Escaping From Saddle Points --- Online Stochastic Gradient for Tensor Decomposition
It provides the first global convergence guarantees for stochastic gradient descent on non-convex functions with many local minima and saddle points, enabling efficient online optimization for tensor decomposition in machine learning.
The paper tackles the problem of stochastic gradient descent getting trapped in saddle points for non-convex functions, showing it converges to a local minimum in polynomial iterations by identifying a strict saddle property, with application to orthogonal tensor decomposition for latent variable models.

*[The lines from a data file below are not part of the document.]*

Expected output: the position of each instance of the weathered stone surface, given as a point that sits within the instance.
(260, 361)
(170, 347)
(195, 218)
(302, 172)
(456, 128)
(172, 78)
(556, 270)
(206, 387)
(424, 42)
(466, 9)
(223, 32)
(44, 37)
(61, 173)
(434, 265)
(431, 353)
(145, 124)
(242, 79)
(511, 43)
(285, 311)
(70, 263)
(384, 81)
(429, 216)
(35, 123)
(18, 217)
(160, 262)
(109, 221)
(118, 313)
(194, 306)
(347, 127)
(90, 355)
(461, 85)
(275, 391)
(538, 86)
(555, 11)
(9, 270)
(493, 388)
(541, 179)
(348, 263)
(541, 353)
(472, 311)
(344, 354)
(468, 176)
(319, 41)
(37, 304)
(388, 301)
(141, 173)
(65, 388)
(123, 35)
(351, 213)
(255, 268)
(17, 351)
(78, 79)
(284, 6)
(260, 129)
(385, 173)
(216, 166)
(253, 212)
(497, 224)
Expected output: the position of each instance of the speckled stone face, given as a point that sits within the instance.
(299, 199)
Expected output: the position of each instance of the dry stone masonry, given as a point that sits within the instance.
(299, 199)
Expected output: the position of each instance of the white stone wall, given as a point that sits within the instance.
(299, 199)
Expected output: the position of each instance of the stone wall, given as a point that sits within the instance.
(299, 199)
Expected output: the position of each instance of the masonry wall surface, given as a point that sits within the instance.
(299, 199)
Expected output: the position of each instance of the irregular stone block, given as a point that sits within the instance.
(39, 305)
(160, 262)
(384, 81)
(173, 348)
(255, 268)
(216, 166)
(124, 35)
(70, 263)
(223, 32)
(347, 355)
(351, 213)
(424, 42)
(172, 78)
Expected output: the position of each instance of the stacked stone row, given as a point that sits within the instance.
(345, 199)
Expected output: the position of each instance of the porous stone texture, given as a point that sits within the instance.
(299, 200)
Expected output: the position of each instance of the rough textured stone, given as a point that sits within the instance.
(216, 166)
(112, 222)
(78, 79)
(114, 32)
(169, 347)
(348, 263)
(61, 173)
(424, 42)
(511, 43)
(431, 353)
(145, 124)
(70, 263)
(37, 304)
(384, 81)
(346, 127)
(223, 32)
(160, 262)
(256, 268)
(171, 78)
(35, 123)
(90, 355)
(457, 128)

We analyze stochastic gradient descent for optimizing non-convex functions. In many cases for non-convex functions the goal is to find a reasonable local minimum, and the main concern is that gradient updates are trapped in saddle points. In this paper we identify strict saddle property for non-convex problem that allows for efficient optimization. Using this property we show that stochastic gradient descent converges to a local minimum in a polynomial number of iterations. To the best of our knowledge this is the first work that gives global convergence guarantees for stochastic gradient descent on non-convex functions with exponentially many local minima and saddle points. Our analysis can be applied to orthogonal tensor decomposition, which is widely used in learning a rich class of latent variable models. We propose a new optimization formulation for the tensor decomposition problem that has strict saddle property. As a result we get the first online algorithm for orthogonal tensor decomposition with global convergence guarantee.